We report on neutralization and inelastic scattering of low-energy ${\mathrm{D}}^{+}$ ions at the K-adsorbed Si(100), Pt(111), and W(110) surfaces. The ${\mathrm{D}}^{+}$ ions scattered from the K adatoms are neutralized almost completely on the Pt(111) and W(110) substrates, although they are observed intensively with a much smaller neutralization probability on the Si(100) surface. These results strongly suggest that K is ionically adsorbed on the Si(100) surface but is essentially neutral on the Pt(111) and W(110) surfaces, which is derived from the fact that the diffusion of the D 1s hole leading to neutralization of ${\mathrm{D}}^{+}$ is extremely enhanced if the target bonds to ligands via metallic or covalent orbital hybridization, while the contrary is true if the bonding is ionic. The ionic K-Si bond results from the preferential donation of the K 4s electron to the active dangling-bond states or the bulk conduction-band states of the Si substrate, whereas the K adatoms are in the polarized neutral state rather than ionized on the metal surfaces due to charge redistributions.

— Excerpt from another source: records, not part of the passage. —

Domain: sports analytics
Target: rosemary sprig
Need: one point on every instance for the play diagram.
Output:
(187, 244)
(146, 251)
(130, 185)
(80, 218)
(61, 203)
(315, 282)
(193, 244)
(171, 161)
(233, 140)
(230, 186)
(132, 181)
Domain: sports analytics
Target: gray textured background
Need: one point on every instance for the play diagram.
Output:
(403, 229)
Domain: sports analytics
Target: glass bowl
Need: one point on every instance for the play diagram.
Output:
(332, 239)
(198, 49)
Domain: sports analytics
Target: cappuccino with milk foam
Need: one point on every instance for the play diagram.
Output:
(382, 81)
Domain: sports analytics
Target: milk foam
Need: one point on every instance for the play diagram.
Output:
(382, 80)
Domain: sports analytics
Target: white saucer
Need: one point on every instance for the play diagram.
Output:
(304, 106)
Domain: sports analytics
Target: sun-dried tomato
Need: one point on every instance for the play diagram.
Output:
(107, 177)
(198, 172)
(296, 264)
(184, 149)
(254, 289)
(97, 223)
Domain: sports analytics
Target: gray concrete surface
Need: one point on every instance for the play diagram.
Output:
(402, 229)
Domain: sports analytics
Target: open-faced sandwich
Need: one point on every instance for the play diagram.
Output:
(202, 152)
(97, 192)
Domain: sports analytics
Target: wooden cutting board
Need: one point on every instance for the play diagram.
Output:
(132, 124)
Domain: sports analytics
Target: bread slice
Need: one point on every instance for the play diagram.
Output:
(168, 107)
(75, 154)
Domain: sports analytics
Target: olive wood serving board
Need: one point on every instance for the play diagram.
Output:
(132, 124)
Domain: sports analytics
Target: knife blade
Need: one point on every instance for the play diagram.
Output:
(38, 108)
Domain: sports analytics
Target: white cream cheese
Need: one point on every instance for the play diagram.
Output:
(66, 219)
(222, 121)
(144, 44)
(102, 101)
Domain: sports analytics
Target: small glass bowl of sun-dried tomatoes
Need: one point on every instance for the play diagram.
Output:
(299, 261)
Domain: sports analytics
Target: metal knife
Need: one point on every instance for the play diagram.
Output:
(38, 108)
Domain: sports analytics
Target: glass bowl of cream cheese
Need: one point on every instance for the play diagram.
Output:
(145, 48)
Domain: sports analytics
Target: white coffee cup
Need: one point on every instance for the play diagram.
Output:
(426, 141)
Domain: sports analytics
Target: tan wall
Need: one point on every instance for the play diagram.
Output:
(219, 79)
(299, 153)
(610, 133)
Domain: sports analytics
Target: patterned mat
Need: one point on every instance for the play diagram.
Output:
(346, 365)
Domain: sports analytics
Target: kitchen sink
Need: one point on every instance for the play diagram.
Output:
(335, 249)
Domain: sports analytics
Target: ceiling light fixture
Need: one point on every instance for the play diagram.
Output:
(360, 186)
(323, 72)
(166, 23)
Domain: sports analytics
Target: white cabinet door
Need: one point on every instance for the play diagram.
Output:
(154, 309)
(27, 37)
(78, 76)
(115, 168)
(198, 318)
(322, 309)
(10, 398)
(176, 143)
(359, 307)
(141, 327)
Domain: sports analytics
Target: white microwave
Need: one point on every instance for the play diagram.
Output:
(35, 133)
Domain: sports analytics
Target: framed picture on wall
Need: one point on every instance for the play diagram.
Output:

It is also found that the oxygen coadsorption results in the formation of the ionic K-O bond on the K/Si(100) surface, but the covalent K-Pt bond is retained irrespective of oxygenation on the K/Pt(111) surface. The fact that oxygen does not strongly interact with K implies that the catalytic promoter effect of K is less poisoned during reaction on the Pt(111) substrate.